Another thing I remember: he would take some of our fries.
For you youngsters, you should know that this was before the age of supersizing. All you could get were small or big fries (and we always got small), and at that time the small fries were about 4 oz. Which is not a lot of fries, when you get down to it.
So when dad would reach over and help himself to a few of those precious fried potatoes, I remember getting so annoyed. Why did he always have to eat my fries? Why couldn't they just order an extra bag of fries for him to eat? Grrrrrr.

Well, I'm now on the other side of that great divide.
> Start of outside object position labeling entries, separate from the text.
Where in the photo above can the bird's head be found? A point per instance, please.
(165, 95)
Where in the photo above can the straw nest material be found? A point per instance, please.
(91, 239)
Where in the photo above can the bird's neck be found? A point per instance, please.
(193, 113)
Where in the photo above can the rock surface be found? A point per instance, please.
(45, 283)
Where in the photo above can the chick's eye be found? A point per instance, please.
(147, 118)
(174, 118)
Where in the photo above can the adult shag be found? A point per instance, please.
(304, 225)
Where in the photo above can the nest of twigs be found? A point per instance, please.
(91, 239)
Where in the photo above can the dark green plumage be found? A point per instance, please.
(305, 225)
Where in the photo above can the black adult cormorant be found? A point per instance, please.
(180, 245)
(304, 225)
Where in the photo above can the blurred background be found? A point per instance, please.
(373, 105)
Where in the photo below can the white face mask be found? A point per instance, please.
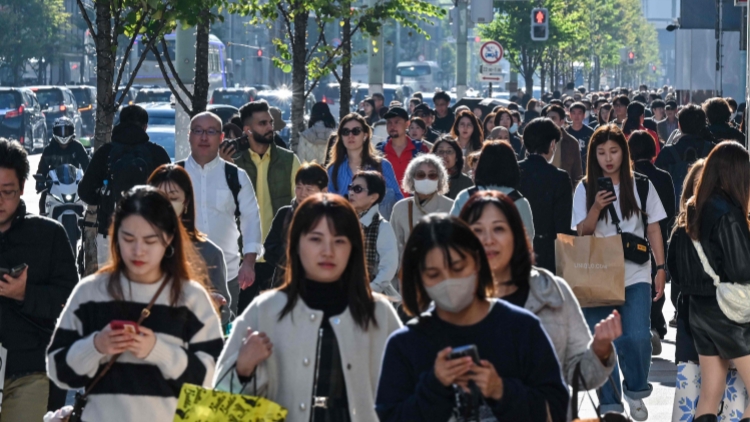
(425, 186)
(454, 294)
(179, 207)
We're up skiing with some friends, and last night we went out to dinner at a nice place and the kids all ordered dessert. The Boy got some flaming banana thing that came with ice cream, and after a while I asked for a bite of the ice cream. (Me no like banana desserts.) The Boy said no.
The anger in me rose up immediately. I didn't react, other than visibly stiffen, but was thinking "what a little brat; he's got so much ice cream (there really was a decent amount) and all I wanted was a little bite" etc etc etc. "If that kid thinks he's going to get another dessert during this trip . . . ." etc etc etc. "I just spent $$$ on his lift tickets and ski rentals and he can't give me a crappy spoonful of ice cream ." etc etc etc.
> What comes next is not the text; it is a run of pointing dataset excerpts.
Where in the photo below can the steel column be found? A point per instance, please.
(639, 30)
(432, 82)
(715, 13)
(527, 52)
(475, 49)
And it made me think about The Fry Wars with my dad. I want The Boy to share, but at the same time remember the feeling of wanting the ENTIRE serving of whatever I had. A coke; a bowl of chips; a candy bar; etc. "Why do I always have to share." I think I've learned how to be a pretty good sharer these days, but when you are an adult and can order whatever you want, and have a lot of control over that kind of stuff, I think it is easier. As a kid, when you have to rely upon largesse for whatever you get, it can be a lot harder. I need to remember that.
*****
Skiing yesterday was a bust. It was over fifty degrees and after a couple of runs began raining. Then heavier rain.
Actually, I'm snowboarding, having taken it up at the end of last year. It makes these small midwestern hills a bit more challenging, and evens out my pace more with The Wife and Principessa, who are still relatively beginning skiers. Like surfing on snow.
The wind is blowing outside now, and the cars have a couple of inches of snow on them, so hopefully today we'll have better luck.